In the wider sense, it’s likely Mary’s death is meant to be the big gasp that keeps us concerned about what Dr. Kreizler will do now. Maybe that’s what robs it of potential impact in the moment; we’re so used to women dying in the service of men’s plots that all this does is reinforce threadbare conventions. Her death should feel significant. If it never quite comes to anything…well, things are beginning to converge; cases will be solved and enemies confronted. Maybe there’s nothing left for the show to do but take pictures as the story passes by.
Stray observations
- Sara had her own subplot in this episode, but she exists so often in reaction to the men (or in service of exposition) that it’s hard to get a handle on her sometimes. Her phone call with John was nice enough? She seems weirdly upset that Dr. Kreizler isn’t talking to her given that last episode she didn’t want to have any contact with him at all? It seems odd, given how often she’s understimated by others, that the first thing she did in New Paltz was to be incredulous that her lady host had climbed a mountain? She has a wardrobe of sensible grays and greens and chose white for her foray into the muddy woods? The show is still trying to sell us on the idea that she’s got feelings for Kreizler and perhaps for John when she usually seems like she’d be happy to murder either of them so long as she could still be on the investigating team?
- I laughed out loud at the shot of Cyrus suspiciously watching Mary practically shoving roses directly up her nostrils out of sheer happiness.
- Ignatius Blunt is a really solid band name, if you’re looking for one of those.
- Of all the people forced to deliver slightly awkward dialogue in the service of the one desired line of dialogue, Brian Geraghty’s Roosevelt is consistently the least prepared. All of his awkward lines feel like a personal affront.
- Then again, he didn’t have to deliver “But that wasn’t the worst of it. He was naked…down there between his legs, he was stiff as a flagpole.”
- Line that landed better than I would have expected: “Took our fair share of peckers and ears along the way. Boys will be boys.”
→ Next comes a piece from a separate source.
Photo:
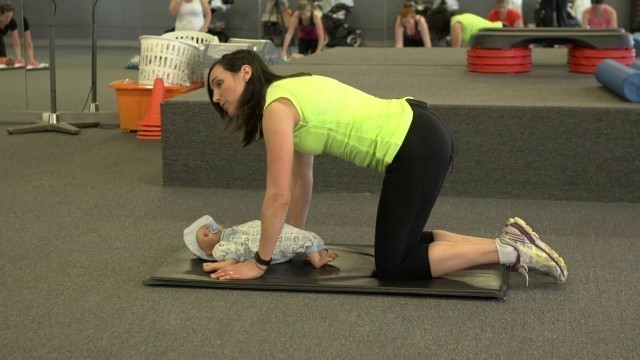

- Mary’s death aside, I’m curious how (or whether) we’ll revisit the doctor’s swoony confession that “there are certain things a man cannot control.”
- The show has never quite gotten a grip on a lot of its wider themes, but I appreciate the meta of the Isaacson brothers sitting in a train car opposite a pair of Native American guys and looking extremely guilty and uncomfortable.
- That Fig Newton name-drop was no Love, Simon, but this show is trying its best to create brand synergy across the centuries, and I appreciate that.
- Sure, this episode may not quite come together, but Luke Evans asks a cow for directions. This show knew I’d be asking about animal familiars for the rest of its tenure, and it delivered.